ETA: after posting I did a bit more Googling and found this and this, which both say wordpress.com has turned on AMP for all users by default, while the latter page states there is indeed an opt-out (yay, because actually, I wouldn't let Google cache Anti-AOL if I could figure out how to stop that while still allowing indexing so people can find it).

ETA on the ETA: but apparently, even opting out won't remove the content right away. The fastest way I can think of is to opt-out (which I did, already), then edit the page to, say, be completely blank, save it, re-visit the AMP URL, and since it fetches the latest version, that should remove the content, if not the page itself, from AMP servers. Of course I'm not going to do that, so oh, well. I have to sit back and just let someone else control it until they decide not to anymore.

What I don't like is the AMP version of my content is hosted on Google's servers, which in this case, is Wordpress deciding where my content should live without my input or permission. While I haven't looked through a Wordpress.com ToS or EULA in forever (maybe never) I wonder if them farming out my content to Google's CDN servers violates it, because I never said they could.
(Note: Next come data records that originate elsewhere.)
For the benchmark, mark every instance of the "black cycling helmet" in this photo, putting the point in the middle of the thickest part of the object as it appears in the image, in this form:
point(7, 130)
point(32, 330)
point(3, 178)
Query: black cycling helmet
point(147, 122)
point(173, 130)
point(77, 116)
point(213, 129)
Also, clean URLs, which I saw in one article (can't find it) that they promised to do "when possible", my foot. Not that it matters...clean URL or dirty (and my God, the one seen below is a mess), I don't want my content on their servers. Also-also, this:

To take advantage of the Google AMP Cache, an AMP URL must be accessed directly from the cache using the AMP Cache URL format. Each time a user accesses AMP content from the cache, the content is automatically updated, and the updated version is served to the next user once the content has been cached.
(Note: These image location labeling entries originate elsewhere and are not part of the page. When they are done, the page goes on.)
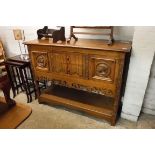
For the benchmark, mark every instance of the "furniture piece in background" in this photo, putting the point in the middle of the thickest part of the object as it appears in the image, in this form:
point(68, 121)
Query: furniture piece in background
point(87, 74)
point(20, 75)
point(5, 86)
point(2, 59)
point(109, 34)
point(20, 37)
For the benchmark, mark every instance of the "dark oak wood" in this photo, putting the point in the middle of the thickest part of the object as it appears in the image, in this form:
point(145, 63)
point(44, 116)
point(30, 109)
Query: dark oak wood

Sounds like they took a page from AOL's playbook and said, "Hey, let's download the entire Internet!" except they're downloading it only after insisting the source gets rewritten by content creators or CMS owners, so they can serve ads from it even faster.

AOL literally wrote the book on "Hey, let's download the Internet!". Not original thinking. But caching the entire Internet to serve super-speedy ads from it (which is probably the entire point of AMP, let's not kid ourselves)? All Google, man, all the time - AOL missed the boat on that, completely.
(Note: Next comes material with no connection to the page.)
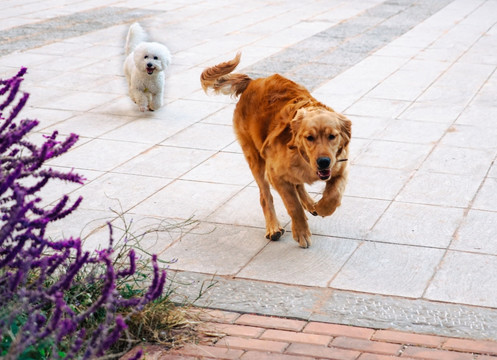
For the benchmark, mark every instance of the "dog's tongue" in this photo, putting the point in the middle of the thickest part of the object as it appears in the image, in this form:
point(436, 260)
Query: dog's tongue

Think this is resolved, for now (see ETA above) - thanks for reading!

...without my knowledge or permission, an action which tends to bother me (previous examples that have drawn my ire: afterdawn.org (one user scraped a post on Anti-AOL for a forum post) and a post about kevinshome.org* (which was inserted through Javascript into the HTML of a post on another person's blog, which had the awesome effect of stealing my page rank for the search terms it corresponded to), the latter of whom reciprocated my call-out by claiming a domain name with my name in it for the next four years, apparently so I couldn't have it for myself.

Today when I logged into Wordpress.com to do some image uploading (about the only reason I log in, anymore) I checked my stats and saw a referrer from: https://cdn.ampproject.org/v/s/intoolate.wordpress.com/2009/06/30/aol-customer-service-phone-numbers-and-contact-info-updated-3-03-2010/amp/?amp_js_v=6#origin=https%3A%2F%2Fwww.google.com&exp=a4a%3A0&channelid=0&cid=1&dialog=0&prerenderSize=1&visibilityState=prerender&paddingTop=54&history=1&p2r=0&horizontalScrolling=0&csi=0&storage=1&viewerUrl=https%3A%2F%2Fwww.google.com%2Famp%2Fs%2Fintoolate.wordpress.com%2F2009%2F06%2F30%2Faol-customer-service-phone-numbers-and-contact-info-updated-3-03-2010%2Famp%2F.

Long link, huh.

To be clear, this was a referrer, which means the visitor in question (assuming, as I might, that it wasn't a bot) was coming into my blog from the Google AMP page, not exiting out to it. The page is my content, mirrored from end to end. All links in the scrape seem to point back to my blog, but still. According to DTWhois the site belongs to Google. Playing with the URL to find different pages of my blog hosted on the domain hasn't worked so far, but then again, my blood pressure is a little too high right now to play with the URL too much.

So, questions:

  1. Who exactly is scraping my page? Or is this the work of bots?
  2. All the documentation I see seems to indicate website owners create their own AMP pages. I didn't create that page. So, did Wordpress create it? [ding ding ding we have our winner] Or did Google, or someone else? If yes, how do they do that without being me, and why would anyone do that?
  3. Is Google creating another entire web cache/new index out of AMP pages [yep], or is some individual doing this to some or all web content creators?
  4. How do I get this page taken down? [WP opt-out allowed]
  5. How do I find out if other pages of mine are on their servers?

I could easily serve as the literal poster child for confusion right now.

*Edited after posting to correct info on who scraped what.